Pristina, Yugoslavia - Diplomats said Saturday they would recommend that the United Nations Security Council renew a resolution governing Kosovo when plans for the province's future come under review in June.


Anwarul Chowdhury of Bangladesh, the head of a mission of eight diplomats who wrapped up a visit to Kosovo on Saturday, said the UN mission was doing "good work." "It needs our backing in the Security Council," he said. "No useful purpose will be served by adapting or changing" the resolution governing Kosovo.

Chowdhury's remarks came on the same day that French peacekeepers clashed with rioting Serbs in the ethnically divided city of Kosovska Mitrovica.

The Security Council resolution governing Kosovo was adopted last year after NATO launched a 78-day air attack to halt Yugoslav President Slobodan Milosevic's oppression of ethnic Albanians.

The resolution established a peacekeeping operation but said only that the goal was to establish "substantial autonomy and self-government" pending "a final settlement" of the province's status.

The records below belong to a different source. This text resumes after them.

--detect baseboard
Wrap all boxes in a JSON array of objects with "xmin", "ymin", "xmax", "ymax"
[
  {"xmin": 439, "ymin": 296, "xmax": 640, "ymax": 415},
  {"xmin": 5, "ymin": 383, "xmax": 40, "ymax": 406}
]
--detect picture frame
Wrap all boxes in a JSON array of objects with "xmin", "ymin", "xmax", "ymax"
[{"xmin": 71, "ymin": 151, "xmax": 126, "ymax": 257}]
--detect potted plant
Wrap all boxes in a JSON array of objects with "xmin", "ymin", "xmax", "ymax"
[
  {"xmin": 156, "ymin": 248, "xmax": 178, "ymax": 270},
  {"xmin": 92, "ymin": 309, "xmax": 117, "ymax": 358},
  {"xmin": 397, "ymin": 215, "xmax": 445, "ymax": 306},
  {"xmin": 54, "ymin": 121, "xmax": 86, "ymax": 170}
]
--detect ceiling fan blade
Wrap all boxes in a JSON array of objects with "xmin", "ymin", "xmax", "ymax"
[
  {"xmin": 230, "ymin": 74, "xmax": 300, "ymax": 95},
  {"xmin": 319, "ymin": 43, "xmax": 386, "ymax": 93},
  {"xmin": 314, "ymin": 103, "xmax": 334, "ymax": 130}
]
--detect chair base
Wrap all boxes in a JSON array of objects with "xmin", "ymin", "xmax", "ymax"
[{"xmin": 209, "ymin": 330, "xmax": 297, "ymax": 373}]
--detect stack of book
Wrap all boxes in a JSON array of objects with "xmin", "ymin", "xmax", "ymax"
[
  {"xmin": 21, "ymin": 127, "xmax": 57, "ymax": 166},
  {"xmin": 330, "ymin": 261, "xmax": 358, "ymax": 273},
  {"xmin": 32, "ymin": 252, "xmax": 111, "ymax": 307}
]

For ethnic Albanians, who make up more than 90 percent of Kosovo's people, the only acceptable "final status" is independence. Serbs still see their future as part of Yugoslavia. The top UN representative in Kosovo, Bernard Kouchner, has asked the Security Council to set clear goals.

In another reminder of the fragile nature of peace in Kosovo, French peacekeepers clashed with hundreds of Serbs on Saturday in a suburb of Kosovska Mitrovica, touching off a melee that destroyed a UN police car and damaged 17 other UN vehicles.

The riot began after peacekeepers brought about 80 ethnic Albanians to the predominantly Serb, northern part of the town to visit the homes they had fled last year. A standoff developed between the two groups, after the Serbs claimed that some of the Albanians were not former residents. "We sent some soldiers to keep the situation quiet," said Lt. Mathieu Mabin, a spokesman for French forces.